Port Adelaide is investigating leaked messages allegedly between an AFL player and a women.
Port Adelaide is investigating leaked messages allegedly between an AFL player and a women.

Powerless Port Adelaide uncertain if lewd messages authentic

PORT Adelaide will not have the power - under league and player union rules - to sack the AFL player at the centre of allegations of illicit drug use as detailed in leaked sexting messages from several mobile telephones.

This is despite the Power's longstanding mantra of zero tolerance against all drugs.

The Port Adelaide Football Club and AFL investigations into the allegations against a star player - detailed on social media - remain mired by legal and privacy issues, in particular both the club and league's right to act on material that might have been stolen.

It is understood the player involved has a clean drug record - and will not be subject to more than rehabilitation if the AFL hits him with one strike if he admits to using an illicit drug in 2017.

The AFL's illicit drug code with the AFL Players' Association would not allow Port Adelaide to sack the player at the centre of the league's growing list of illicit drug use allegations, which this week have also included retired Greater Western Sydney ruckman Shane Mumford.

Port Adelaide chief executive Keith Thomas told The Advertiser on Thursday that the player identified in the text messages on social media had not been told to front the club.

Port Adelaide chief executive Keith Thomas.

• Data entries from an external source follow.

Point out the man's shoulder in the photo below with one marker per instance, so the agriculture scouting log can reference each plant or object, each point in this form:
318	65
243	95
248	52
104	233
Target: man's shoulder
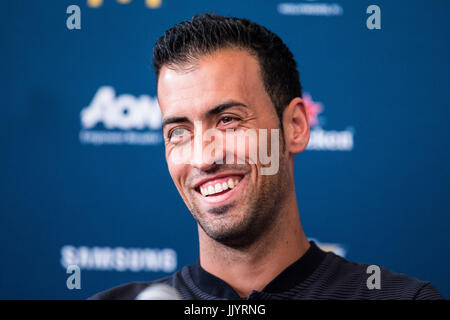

Picture: Kelly Barnes/AAP
Port Adelaide chief executive Keith Thomas. Picture: Kelly Barnes/AAP

The Power - and the AFL - is not expected to summon the player, who is on his annual holidays, until it can verify the text messages are genuine. Both also need legal clarity on acting on material if it has been stolen from the player's private telephone or internet accounts.

"We do not know about the authenticity of (the messages)," Thomas said in Melbourne, where the Power announced its new China partnership with the St Kilda Football Club.

"It appears to be private content that has found its way into the public arena, which makes it really inappropriate for me to make any comment."

Thomas has put the club's file before the AFL and expects the league's integrity unit to eventually be drawn into the stalled investigation.

"It has not moved beyond that," Thomas said. "We do not know about the authenticity of the content (of the messages), the origins of those messages.

"We have spoken to the AFL and they are looking at it. I imagine it will end up with the integrity unit.

"I have not spoken to the player - and it is important to understand that it is private content that potentially has been inappropriately placed in the public domain.

"There are other people named in those messages. That can be quite embarrassing for them - and I don't want to be fuelling any further speculation about it."

Thomas said his club remained at the forefront of pushing for tough responses towards drug use by AFL players. But this case - with no video evidence or drug test - made it difficult to act.

"Our stance on drug use and this issue cannot be connected," Thomas said. "But our position on illicit drugs - and performance-enhancing drugs - is really clear.

"We are a very strong voice in saying there is no place for drugs in our game. But I am not connecting that with this issue because there is not enough evidence to support the allegation of drug use."

Asked of his reaction to reading the text messages placed on social media, Thomas said: "I am not going to comment because I still do not know how authentic the messages are.

"It appears to be private material. Anything could have been done to those screenshots. I cannot say they are authentic."